Bien des sites internet recueillent les adresses IP (adresses de protocoles Internet en français selon la terminologie de l’IANA) de leurs visiteurs pour des finalités plus ou moins définies et sans demander le consentement des personnes concernées.

Si l’on prend l’exemple de l’IPv4, la plus courante, celle-ci est constituée de 4 octets (nombre allant 0 à 255) séparés par des points, ayant une signification : les trois premiers identifiant le réseau (netID en anglais) et le quatrième, le numéro de l’ordinateur (hostID en anglais). Cette adresse identifie le dispositif connecté au réseau Internet. Mais si les adresses (IPv4) publiques, enregistrées et routables sur Internet, uniques au plan mondial sont visibles sur le réseau internet, les adresses privées ne sont visibles et utilisables qu’au sein d’un réseau local. De sorte que dans le cas très fréquent de petit réseau domestique utilisant la même « box » (modem) fibre ou ADSL, seule l’adresse du modem, lui-même distributeur d’adresses IP est visible sur le réseau Internet (adresse du réseau IP). Ce n’est donc pas un ordinateur qui est identifié, mais un réseau local.

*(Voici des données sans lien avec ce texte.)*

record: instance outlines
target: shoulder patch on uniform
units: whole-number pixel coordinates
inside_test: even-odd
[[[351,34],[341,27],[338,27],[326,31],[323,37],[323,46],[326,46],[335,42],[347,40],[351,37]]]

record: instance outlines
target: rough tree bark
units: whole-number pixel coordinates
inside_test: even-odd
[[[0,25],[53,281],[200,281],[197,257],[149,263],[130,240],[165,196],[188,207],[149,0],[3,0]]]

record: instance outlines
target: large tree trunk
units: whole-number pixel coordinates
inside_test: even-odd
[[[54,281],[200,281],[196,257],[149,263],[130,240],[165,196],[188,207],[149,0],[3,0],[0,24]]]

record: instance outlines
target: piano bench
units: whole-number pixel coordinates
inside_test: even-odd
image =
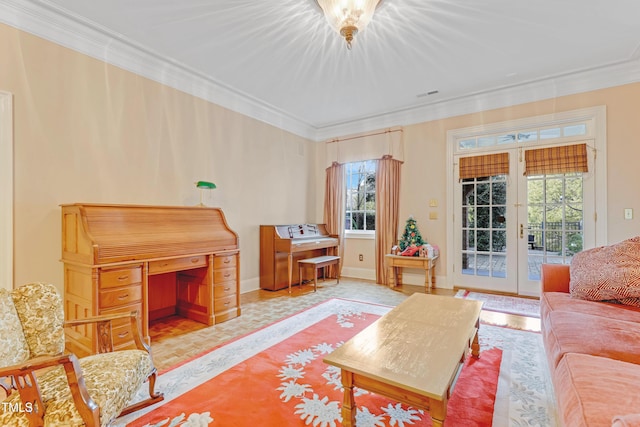
[[[300,287],[302,288],[302,270],[304,267],[313,267],[313,292],[318,290],[318,269],[325,268],[330,265],[338,264],[340,257],[335,255],[324,255],[315,258],[301,259],[298,261],[298,277],[300,278]],[[326,274],[323,277],[327,277]],[[340,278],[336,277],[338,283]],[[289,283],[289,293],[291,293],[291,283]]]

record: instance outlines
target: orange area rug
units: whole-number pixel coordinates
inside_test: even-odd
[[[160,376],[164,402],[116,425],[339,426],[340,371],[322,359],[389,309],[333,299],[212,349]],[[446,426],[495,424],[503,351],[485,347],[481,341],[481,357],[465,361]],[[359,427],[431,425],[428,413],[364,390],[356,403]]]

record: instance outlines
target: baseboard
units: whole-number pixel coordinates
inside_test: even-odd
[[[352,279],[376,280],[376,271],[370,268],[354,268],[342,267],[341,277],[350,277]]]
[[[251,279],[240,281],[240,293],[246,294],[247,292],[257,291],[260,289],[260,277],[254,277]]]

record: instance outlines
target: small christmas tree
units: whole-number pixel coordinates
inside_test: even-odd
[[[420,235],[416,220],[413,219],[413,215],[410,215],[400,239],[400,250],[404,252],[407,248],[415,248],[415,252],[412,255],[418,256],[418,249],[426,243],[422,239],[422,235]]]

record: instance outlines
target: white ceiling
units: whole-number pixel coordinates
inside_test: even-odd
[[[318,140],[640,81],[639,0],[385,0],[351,51],[314,0],[0,0],[0,21]]]

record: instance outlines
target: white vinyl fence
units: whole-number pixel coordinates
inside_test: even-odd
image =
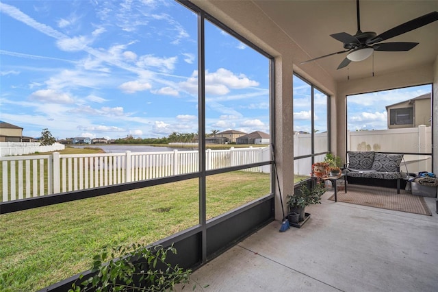
[[[431,135],[431,127],[425,125],[402,129],[348,132],[347,151],[432,153]],[[316,153],[326,151],[326,133],[315,134],[314,143]],[[294,156],[310,154],[311,143],[310,134],[294,135]],[[321,156],[315,160],[322,161],[324,158],[324,156]],[[297,159],[294,161],[294,172],[296,175],[309,175],[311,167],[310,158]],[[432,156],[404,154],[400,165],[400,171],[410,173],[432,171]]]
[[[1,199],[110,186],[198,171],[198,151],[105,153],[0,158]],[[269,147],[206,151],[206,168],[268,161]],[[268,172],[268,167],[245,169]]]

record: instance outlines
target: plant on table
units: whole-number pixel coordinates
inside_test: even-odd
[[[328,164],[324,162],[315,162],[312,165],[312,175],[318,178],[324,178],[328,171]]]
[[[333,173],[340,173],[341,158],[339,156],[337,156],[336,155],[328,152],[326,154],[324,162],[328,165],[328,168],[329,172]]]

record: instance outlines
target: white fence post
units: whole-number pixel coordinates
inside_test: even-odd
[[[205,157],[205,170],[211,169],[211,165],[213,164],[211,160],[211,149],[209,148],[207,149],[207,156]]]
[[[233,167],[233,162],[234,162],[234,147],[230,147],[230,167]]]
[[[427,141],[426,140],[426,125],[418,126],[418,152],[425,153],[426,151]],[[421,169],[426,170],[426,160],[422,160],[423,156],[418,156],[419,167]]]
[[[60,174],[61,170],[60,169],[60,152],[53,152],[52,155],[52,160],[53,160],[53,172],[52,172],[52,178],[53,180],[53,193],[61,193],[61,184],[60,184]],[[49,169],[48,173],[50,173],[51,171]],[[47,182],[49,186],[51,185],[51,180],[49,179]],[[50,189],[50,188],[49,188]],[[50,192],[49,192],[50,193]]]
[[[179,154],[178,150],[173,150],[173,175],[176,175],[179,174]]]
[[[131,151],[127,151],[126,152],[126,171],[125,174],[126,175],[125,182],[131,182]]]

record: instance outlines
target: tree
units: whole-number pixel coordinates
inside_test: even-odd
[[[51,145],[56,141],[56,139],[52,136],[52,133],[50,132],[47,127],[42,129],[41,132],[41,137],[40,137],[40,143],[41,146]]]

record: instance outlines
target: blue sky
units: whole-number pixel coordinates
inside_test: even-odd
[[[0,120],[34,137],[196,133],[196,26],[168,0],[2,1]],[[207,132],[269,132],[268,60],[205,30]]]
[[[196,25],[170,0],[1,1],[0,120],[60,139],[196,133]],[[208,22],[205,32],[207,133],[269,133],[268,60]],[[307,88],[294,83],[296,131],[310,131]],[[349,97],[348,128],[385,129],[385,106],[430,91]]]

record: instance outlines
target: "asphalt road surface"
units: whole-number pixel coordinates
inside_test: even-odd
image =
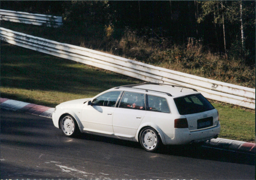
[[[52,119],[1,110],[1,179],[254,179],[254,156],[198,147],[68,138]]]

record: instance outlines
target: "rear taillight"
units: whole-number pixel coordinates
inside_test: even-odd
[[[186,118],[176,119],[174,120],[174,128],[188,128]]]

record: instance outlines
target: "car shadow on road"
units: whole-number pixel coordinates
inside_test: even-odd
[[[84,133],[81,134],[76,138],[105,142],[144,151],[140,143],[137,142]],[[149,153],[144,151],[145,153],[155,153],[252,165],[254,165],[255,162],[254,154],[213,148],[204,146],[203,143],[179,145],[164,146],[162,145],[156,152]]]

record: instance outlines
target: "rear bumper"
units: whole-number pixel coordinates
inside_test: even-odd
[[[217,126],[212,128],[193,132],[188,128],[176,128],[174,137],[165,139],[166,145],[185,144],[191,142],[206,141],[216,138],[220,131],[220,125],[218,122]]]

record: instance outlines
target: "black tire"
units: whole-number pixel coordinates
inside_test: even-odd
[[[140,142],[147,151],[154,152],[157,150],[160,141],[157,132],[151,127],[143,129],[140,133]]]
[[[60,125],[62,133],[68,137],[75,137],[79,132],[76,122],[69,115],[63,116],[60,120]]]

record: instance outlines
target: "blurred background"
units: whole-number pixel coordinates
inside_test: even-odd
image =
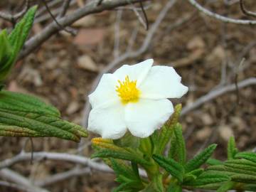
[[[43,1],[32,1],[39,4],[39,8],[31,36],[41,33],[53,22]],[[47,1],[53,15],[58,13],[62,1]],[[72,14],[90,1],[71,1],[67,14]],[[255,26],[226,23],[210,18],[198,11],[188,1],[176,1],[165,11],[164,18],[160,21],[159,14],[163,14],[168,1],[170,1],[144,3],[149,30],[144,26],[146,22],[139,21],[145,21],[145,18],[138,4],[90,14],[79,19],[71,26],[77,30],[75,36],[62,31],[24,59],[19,60],[7,81],[6,88],[38,96],[55,106],[64,119],[85,125],[87,119],[83,112],[87,96],[93,90],[94,80],[113,62],[117,64],[110,71],[121,65],[134,64],[150,58],[154,59],[155,65],[174,66],[181,75],[183,83],[189,87],[185,97],[174,100],[175,103],[181,102],[184,107],[193,105],[210,92],[256,76]],[[248,9],[256,10],[255,1],[245,1]],[[254,19],[242,14],[239,1],[198,2],[223,16]],[[17,12],[22,9],[23,3],[1,0],[1,11]],[[154,26],[156,28],[152,31]],[[0,18],[0,27],[11,28],[12,23]],[[124,55],[127,53],[137,55],[130,54],[125,58]],[[232,135],[235,135],[239,149],[256,147],[255,92],[255,85],[246,86],[238,91],[227,91],[186,112],[181,122],[189,156],[208,144],[217,143],[215,156],[224,159],[227,142]],[[33,151],[77,154],[80,147],[80,154],[90,156],[92,153],[90,141],[95,136],[90,134],[80,145],[53,138],[36,138],[33,139]],[[23,148],[31,151],[31,146],[26,141],[26,138],[0,137],[1,160],[11,158]],[[32,164],[18,163],[11,168],[36,182],[45,181],[75,166],[42,159]],[[111,173],[92,169],[44,188],[54,192],[110,191],[117,185]],[[0,186],[0,191],[20,191]]]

De plus, ces adresses IP ne permettent aucune identification directe du dispositif connecté. Ce sont les fournisseurs d’accès à Internet (FAI), qui ont accès à la base de données des adresses IP de l’IANA (division de l’ICANN), qui ont connaissance du lien entre cette adresse IP et le titulaire déclaré des droits (propriétaire, locataire, utilisateur déclaré…) sur le dispositif connecté. Cette identification indirecte d’une personne par le biais de l’adresse IP qu’elle utilise a pu laisser planer un doute quant à la qualification de l’adresse IP en une donnée personnelle à laquelle s’appliquerait donc la loi Informatique et Libertés du 6 janvier 1978[1], d’autant qu’elle repose sur une présomption (à savoir que le titulaire/propriétaire est effectivement l’utilisateur, ce qui n’est pas nécessairement le cas ; tel est le cas, par exemple, des ordinateurs achetés par les parents et mis à la disposition de leurs enfants).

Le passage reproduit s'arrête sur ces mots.